Despite the Pentagon's and two lender associations’ opposition to the Brownback amendment, the National Automobile Dealers Association continued its campaign to build support for the amendment that would exempt dealers from the authority of the financial reform bill, S. 3217.

The bill, championed by Sen. Christopher Dodd (D-Conn.), would create the Bureau of Consumer Financial Protection, which would have oversight over most financial products, including dealer-assisted financing. The Senate is expected to finish drafting the bill by Thursday night.

Sen. Sam Brownback (R-Kan.), author of the amendment, sent a letter Friday to Under Secretary of Defense Clifford Stanley asking him to clarify the Defense Department's objection to the Brownback amendment, according to the Dow Jones Newswires. Brownback specifically asked Stanley to provide additional information and explanation backing up statements Stanley made in a February letter supporting the inclusion of auto dealers in the new consumer protection bureau.

The letter also appears largely aimed at addressing the argument made by the White House and other advocates that predatory auto financing is a serious problem for the military.

The NADA said the Independent Community Bankers Association and the Credit Union National Association’s opposition to the amendment is an attempt to reduce competition from dealers.
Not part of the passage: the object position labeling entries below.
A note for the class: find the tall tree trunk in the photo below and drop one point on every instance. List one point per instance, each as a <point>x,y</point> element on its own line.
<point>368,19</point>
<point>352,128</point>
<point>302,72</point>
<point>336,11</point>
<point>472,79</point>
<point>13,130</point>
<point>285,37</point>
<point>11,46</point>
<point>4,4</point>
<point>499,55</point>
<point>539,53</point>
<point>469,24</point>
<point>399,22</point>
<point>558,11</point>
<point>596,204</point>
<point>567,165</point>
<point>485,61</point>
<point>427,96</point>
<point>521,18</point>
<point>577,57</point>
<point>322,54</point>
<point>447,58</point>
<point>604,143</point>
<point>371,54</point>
“Local banks and credit unions are simply trying to cut out their competition so they can corner the market on auto loans,” says David Regan, the NADA’s vice president of legislative affairs. “Dealer-assisted financing is pro-consumer and pro-competition. Auto dealers can meet or beat the rates offered by banks and credit unions every day because dealer-assisted financing requires lenders to compete for a consumer’s business."